Block size B_r × B_c

Compute partial softmax in SRAM

Core mechanism

Online softmax: Rescale running max/sum as new blocks arrive

Enables exact softmax

Backward: Recompute attention from tiles (no store of N×N grad)

Outcome

Result: 3× faster attention, 5-20× memory reduction, longer context

Exact attention (not approximate)

O(N) memory instead of O(N²)

IO-aware algorithm design

1. Background: Why Standard Attention Is Slow

Modern GPUs have two levels of memory with very different bandwidths. SRAM (on-chip cache) is fast but tiny (∼20 MB). HBM (high-bandwidth memory, i.e., the main GPU RAM) is large (∼40 GB on A100) but comparatively slow.

Memory type	Bandwidth	Size (A100)
SRAM (on-chip)	~19 TB/s	~20 MB
HBM (off-chip)	~2 TB/s	~40 GB

Standard attention performs three round-trips through HBM for each sequence. Every intermediate result — the raw score matrix S, the softmax probability matrix P — is written to HBM and read back:

Step 1: Load Q, K from HBM → compute S = QKᵀ → write S to HBM

Step 2: Load S from HBM → compute P = softmax(S) → write P to HBM

Step 3: Load P, V from HBM → compute O = PV → write O to HBM

Total HBM reads/writes: O(N²) — this is the bottleneck, not compute!

For sequence length N = 4096, the attention matrix S has 4096² = 16,777,216 elements.

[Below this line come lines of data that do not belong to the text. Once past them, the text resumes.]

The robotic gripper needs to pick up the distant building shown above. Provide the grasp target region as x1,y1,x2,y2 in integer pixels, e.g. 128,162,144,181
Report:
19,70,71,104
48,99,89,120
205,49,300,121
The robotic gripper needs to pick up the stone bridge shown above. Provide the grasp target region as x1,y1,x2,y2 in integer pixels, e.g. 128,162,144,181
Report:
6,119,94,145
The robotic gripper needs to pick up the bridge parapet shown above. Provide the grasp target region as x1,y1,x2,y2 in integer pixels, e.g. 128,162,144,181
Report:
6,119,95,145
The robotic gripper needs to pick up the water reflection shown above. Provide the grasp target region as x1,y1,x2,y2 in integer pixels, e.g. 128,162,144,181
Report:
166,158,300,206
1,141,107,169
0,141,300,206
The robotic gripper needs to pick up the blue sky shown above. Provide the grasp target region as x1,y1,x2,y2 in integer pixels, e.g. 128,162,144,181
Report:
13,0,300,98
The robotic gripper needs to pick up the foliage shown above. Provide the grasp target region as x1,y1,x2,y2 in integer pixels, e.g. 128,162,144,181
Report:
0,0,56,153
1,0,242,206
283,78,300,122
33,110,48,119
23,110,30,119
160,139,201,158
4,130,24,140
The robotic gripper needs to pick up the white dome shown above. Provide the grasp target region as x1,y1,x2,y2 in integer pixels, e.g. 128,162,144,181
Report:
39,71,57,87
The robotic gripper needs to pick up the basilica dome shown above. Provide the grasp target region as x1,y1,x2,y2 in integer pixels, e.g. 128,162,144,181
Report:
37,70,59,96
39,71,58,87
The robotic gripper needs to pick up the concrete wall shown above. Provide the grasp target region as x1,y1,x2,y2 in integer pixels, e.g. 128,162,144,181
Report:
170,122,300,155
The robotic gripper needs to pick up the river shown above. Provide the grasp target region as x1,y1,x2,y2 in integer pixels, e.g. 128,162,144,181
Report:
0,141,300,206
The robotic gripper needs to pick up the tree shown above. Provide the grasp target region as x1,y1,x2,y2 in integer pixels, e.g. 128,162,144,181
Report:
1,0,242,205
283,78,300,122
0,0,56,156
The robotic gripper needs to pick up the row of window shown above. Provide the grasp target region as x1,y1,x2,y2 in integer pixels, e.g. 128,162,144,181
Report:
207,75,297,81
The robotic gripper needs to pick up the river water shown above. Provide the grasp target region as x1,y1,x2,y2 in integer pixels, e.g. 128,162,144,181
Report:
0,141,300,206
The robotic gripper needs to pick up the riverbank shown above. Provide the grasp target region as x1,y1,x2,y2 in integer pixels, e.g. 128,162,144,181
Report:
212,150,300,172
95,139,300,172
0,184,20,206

At FP16, that is 32 MB just for S alone — already larger than SRAM. The bottleneck is not arithmetic throughput but memory bandwidth.

2. The Tiling Approach

FlashAttention tiles Q, K, V into blocks that each fit in SRAM, computes attention entirely within SRAM for each pair of blocks, and accumulates into the output without ever materializing the full N×N matrix in HBM.

Q = [Q_1, \ldots, Q_{T_r}], \quad K = [K_1, \ldots, K_{T_c}], \quad V = [V_1, \ldots, V_{T_c}]

# Load Q block into SRAM once

for i in 1..T_r:

Load Q_i from HBM to SRAM

for j in 1..T_c:

Load K_j, V_j from HBM to SRAM

Compute S_ij = Q_i K_jᵀ (in SRAM)

Update running max m and sum ℓ (online softmax)

Accumulate O_i += rescaled(softmax(S_ij) · V_j) (in SRAM)

Write O_i to HBM (once per Q block)

HBM reads/writes: O(N) total — S and P are never materialized in HBM!

3. The Online Softmax Trick

Softmax normally requires a two-pass algorithm: first compute the maximum value across all scores (for numerical stability), then compute the exponentials and sum. This requires seeing all N values before producing any output — incompatible with tiling.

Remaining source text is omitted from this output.